|
A l’heure, où à bondamanjak on s’interroge sur la nécessité de créer un Prix Romain Bolzinger, le journaliste, réalisateur du documentaire « les derniers maîtres de la Martinique »vient de se faire une amie… |
Monsieur, Il existe un point commun entre le journaliste, l’écrivain et le magistrat : la poursuite du Vrai- qu’on appelle cela objectivité, authenticité ou simplement justice- ; le travail humble et sérieux pour cerner au plus près une vérité toujours complexe. Au nom de cette fraternité spirituelle, je vous ai accueilli l’été dernier à Nice où vous souhaitiez m’interviewer sur les « békés », sujet délicat entre tous. Vous vouliez, disiez-vous, tracer un portrait objectif de ce petit groupe au lourd passé. Et il y avait tant à dire… Qui sont exactement les békés ? Qui sont leurs hommes et leurs femmes, leurs penseurs, leurs artistes, leurs entrepreneurs, leurs honnêtes gens déterminés à résoudre les problèmes au lieu de les envenimer ? Quels rapports entretiennent-il avec les autres occupants de l’île? Quelle vision ont-ils de l’avenir ? Et les jeunes ? Comment réagissent-ils dans un monde en mutation? Qu’est-ce qui est en train de changer chez les békés ? Ma surprise et mon indignation sont grandes en découvrant votre film documentaire tendancieusement intitulé « Les derniers maîtres de la Martinique ». Non seulement vous n’apportez pas les éclairages annoncés, mais surtout, vous faites preuve du plus grand mépris pour l’équité, qui vous commandait de donner la parole à l’ensemble des forces afin que chacun puisse faire son opinion.

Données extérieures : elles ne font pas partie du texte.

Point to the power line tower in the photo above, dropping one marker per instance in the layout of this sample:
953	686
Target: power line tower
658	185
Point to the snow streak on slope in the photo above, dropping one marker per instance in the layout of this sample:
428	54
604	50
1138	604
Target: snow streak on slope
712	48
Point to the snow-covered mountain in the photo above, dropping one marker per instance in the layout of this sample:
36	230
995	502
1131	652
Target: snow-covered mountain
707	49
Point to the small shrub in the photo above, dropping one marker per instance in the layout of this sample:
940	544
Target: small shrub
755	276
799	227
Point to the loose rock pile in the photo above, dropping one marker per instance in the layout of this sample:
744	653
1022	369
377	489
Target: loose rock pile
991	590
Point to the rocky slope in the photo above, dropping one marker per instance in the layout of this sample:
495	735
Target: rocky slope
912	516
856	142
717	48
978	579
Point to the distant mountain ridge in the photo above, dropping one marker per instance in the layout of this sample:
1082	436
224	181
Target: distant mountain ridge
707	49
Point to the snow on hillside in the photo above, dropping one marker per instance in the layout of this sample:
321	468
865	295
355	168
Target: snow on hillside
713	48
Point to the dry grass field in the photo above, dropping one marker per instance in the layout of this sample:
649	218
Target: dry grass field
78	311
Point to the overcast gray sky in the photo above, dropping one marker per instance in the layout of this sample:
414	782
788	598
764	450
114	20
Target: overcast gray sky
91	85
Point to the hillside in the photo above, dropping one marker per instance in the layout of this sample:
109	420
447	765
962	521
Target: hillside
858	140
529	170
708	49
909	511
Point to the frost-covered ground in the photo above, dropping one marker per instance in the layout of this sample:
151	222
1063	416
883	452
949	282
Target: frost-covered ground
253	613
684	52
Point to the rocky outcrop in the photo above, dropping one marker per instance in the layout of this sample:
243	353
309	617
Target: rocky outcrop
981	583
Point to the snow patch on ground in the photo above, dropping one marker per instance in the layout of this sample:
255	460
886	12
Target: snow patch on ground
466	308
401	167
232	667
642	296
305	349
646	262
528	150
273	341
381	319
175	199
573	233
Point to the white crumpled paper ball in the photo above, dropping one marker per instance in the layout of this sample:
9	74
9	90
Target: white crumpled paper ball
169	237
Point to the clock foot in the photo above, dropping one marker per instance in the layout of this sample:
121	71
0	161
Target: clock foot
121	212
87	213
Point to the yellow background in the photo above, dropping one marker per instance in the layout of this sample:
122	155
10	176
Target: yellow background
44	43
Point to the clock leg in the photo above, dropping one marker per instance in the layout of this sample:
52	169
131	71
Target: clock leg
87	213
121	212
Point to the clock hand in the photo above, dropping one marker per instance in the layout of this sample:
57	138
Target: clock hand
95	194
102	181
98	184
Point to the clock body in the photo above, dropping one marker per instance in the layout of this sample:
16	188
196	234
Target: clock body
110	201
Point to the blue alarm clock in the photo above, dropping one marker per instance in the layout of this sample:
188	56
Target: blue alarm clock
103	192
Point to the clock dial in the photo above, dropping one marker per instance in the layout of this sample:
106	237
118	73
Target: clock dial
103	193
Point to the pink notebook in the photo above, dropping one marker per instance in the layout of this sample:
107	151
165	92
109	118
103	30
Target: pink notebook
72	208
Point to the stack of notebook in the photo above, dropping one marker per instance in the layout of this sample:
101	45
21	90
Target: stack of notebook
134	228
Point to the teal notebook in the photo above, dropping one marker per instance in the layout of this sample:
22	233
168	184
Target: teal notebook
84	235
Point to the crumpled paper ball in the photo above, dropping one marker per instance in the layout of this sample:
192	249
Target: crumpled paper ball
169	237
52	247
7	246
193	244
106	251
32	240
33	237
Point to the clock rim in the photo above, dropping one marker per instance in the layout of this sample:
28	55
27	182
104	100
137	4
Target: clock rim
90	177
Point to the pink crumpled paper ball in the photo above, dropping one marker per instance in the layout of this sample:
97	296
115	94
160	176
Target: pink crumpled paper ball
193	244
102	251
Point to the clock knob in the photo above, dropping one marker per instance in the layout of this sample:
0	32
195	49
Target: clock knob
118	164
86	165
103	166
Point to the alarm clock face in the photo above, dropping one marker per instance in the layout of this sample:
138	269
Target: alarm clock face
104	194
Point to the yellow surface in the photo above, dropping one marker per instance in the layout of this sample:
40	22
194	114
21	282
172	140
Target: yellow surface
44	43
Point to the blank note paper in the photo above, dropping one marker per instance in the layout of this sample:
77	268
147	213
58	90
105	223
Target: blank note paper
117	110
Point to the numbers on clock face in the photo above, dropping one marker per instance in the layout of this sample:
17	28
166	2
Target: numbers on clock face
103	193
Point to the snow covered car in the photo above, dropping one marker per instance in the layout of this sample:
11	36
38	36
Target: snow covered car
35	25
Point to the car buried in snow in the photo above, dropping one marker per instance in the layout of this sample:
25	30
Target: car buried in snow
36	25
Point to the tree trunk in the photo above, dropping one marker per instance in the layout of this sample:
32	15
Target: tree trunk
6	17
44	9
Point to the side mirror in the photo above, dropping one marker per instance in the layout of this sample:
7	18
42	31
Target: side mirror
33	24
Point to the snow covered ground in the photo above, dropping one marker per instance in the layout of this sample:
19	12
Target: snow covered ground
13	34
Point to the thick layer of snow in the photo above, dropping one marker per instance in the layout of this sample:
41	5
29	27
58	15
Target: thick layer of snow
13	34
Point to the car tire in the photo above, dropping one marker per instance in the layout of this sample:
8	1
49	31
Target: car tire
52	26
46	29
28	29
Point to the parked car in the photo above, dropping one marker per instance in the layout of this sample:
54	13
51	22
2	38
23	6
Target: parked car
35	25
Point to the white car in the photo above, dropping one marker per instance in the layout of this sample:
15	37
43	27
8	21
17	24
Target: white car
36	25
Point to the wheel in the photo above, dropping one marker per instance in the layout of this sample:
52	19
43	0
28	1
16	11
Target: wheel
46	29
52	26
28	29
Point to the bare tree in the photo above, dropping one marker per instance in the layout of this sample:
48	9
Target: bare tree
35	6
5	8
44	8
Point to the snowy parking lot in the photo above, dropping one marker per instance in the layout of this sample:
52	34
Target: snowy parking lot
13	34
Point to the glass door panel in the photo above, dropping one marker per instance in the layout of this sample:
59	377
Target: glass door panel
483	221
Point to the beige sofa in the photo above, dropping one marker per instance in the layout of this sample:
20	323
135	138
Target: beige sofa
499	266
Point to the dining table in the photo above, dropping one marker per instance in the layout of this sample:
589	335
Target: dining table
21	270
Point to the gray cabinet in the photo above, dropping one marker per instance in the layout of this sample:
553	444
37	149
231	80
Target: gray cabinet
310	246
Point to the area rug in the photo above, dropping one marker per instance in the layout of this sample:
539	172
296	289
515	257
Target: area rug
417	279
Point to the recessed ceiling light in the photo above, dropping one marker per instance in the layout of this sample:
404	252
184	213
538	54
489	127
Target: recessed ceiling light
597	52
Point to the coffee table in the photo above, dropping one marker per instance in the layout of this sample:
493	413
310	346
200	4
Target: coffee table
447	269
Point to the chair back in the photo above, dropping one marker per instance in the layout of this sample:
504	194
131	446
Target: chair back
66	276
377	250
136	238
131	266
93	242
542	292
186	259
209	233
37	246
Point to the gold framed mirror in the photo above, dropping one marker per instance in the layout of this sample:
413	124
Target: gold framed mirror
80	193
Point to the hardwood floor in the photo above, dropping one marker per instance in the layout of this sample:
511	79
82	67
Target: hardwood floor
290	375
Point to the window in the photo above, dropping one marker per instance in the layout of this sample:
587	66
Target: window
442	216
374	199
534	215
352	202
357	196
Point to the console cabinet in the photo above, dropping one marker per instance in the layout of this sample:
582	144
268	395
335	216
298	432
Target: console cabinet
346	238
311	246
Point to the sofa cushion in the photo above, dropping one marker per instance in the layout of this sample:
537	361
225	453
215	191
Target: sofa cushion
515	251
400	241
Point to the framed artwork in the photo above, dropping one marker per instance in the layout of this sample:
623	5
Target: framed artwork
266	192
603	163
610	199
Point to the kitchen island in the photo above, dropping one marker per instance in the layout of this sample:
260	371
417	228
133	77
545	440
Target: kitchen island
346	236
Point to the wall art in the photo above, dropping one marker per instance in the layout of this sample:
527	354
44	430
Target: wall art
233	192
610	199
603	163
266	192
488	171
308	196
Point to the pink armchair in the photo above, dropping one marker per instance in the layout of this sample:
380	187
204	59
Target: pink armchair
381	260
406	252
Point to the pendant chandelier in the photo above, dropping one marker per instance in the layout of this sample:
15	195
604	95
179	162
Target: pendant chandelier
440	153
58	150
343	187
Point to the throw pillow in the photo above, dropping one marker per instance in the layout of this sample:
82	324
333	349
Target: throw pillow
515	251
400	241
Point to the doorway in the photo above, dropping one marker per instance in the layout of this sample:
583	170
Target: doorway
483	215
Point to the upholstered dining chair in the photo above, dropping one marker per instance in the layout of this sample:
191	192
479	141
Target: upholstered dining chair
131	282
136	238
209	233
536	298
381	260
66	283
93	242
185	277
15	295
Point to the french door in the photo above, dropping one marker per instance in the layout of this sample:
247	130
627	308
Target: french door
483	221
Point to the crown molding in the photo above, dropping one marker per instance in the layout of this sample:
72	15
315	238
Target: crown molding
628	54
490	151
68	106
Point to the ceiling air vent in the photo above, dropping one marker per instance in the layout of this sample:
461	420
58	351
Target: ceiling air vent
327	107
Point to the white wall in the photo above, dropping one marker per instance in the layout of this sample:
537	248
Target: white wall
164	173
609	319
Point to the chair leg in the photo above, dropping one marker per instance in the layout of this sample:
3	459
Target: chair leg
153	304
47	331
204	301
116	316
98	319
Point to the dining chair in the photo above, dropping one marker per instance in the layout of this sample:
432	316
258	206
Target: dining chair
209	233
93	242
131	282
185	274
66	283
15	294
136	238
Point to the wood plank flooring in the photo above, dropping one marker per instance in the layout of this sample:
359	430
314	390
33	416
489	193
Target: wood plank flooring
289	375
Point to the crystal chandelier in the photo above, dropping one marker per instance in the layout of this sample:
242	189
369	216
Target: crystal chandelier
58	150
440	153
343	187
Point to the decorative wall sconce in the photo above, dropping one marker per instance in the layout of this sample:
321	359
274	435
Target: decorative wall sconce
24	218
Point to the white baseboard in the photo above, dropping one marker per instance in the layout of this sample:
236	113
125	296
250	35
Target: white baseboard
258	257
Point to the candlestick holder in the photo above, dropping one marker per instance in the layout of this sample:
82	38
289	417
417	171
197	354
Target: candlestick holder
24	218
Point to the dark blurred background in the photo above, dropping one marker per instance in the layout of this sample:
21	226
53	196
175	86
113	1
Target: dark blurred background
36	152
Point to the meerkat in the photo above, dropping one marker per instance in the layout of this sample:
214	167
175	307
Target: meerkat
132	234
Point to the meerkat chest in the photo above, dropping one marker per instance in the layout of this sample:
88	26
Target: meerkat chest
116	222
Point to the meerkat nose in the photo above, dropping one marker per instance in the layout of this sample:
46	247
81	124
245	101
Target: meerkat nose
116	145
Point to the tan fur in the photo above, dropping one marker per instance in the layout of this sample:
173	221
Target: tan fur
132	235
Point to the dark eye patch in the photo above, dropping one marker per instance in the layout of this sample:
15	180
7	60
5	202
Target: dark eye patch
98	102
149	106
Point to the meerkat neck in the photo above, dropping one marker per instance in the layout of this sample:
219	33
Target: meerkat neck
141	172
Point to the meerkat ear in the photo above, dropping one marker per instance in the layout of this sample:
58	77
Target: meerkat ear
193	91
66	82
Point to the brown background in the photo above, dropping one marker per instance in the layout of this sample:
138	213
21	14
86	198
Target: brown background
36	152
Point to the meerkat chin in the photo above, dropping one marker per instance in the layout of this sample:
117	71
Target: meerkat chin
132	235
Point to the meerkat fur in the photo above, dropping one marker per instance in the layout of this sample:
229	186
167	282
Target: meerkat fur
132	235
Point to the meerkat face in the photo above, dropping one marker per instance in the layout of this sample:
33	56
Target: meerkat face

Au lieu de peindre le groupe béké dans sa diversité, vous focalisez sur une infime minorité, dont vous montez en épingle les pires travers, dans le but évident de faire de vos « Békés » de vieilles crapules cyniques et racistes, passant sous silence les honnêtes gens qui oeuvrent patiemment pour la justice, pour le partage et pour la paix.
Vos « Noirs » ne sont pas mieux lotis. Ces dockers furieux peu différents en somme de ceux de Marseille, ces consommatrices épuisées et soucieuses, comme leurs soeurs de métropole, les croyez-vous suffisamment représentatifs du tissu social de l’île ?
Non, Monsieur. Votre film n’exprime pas la réalité béké, pas plus qu’il ne reflète la société créole plurielle que je connais et que j’ai chaque année le bonheur de mettre en scène au long du Festival Créole que j’ai créé sur la Côte d’Azur.
Vous n’avez pas servi la vérité. Vous l’avez manipulée. Pourquoi ? Surtout, pourquoi maintenant ? Que ce soit par naïveté ou par calcul, vous portez une lourde responsabilité.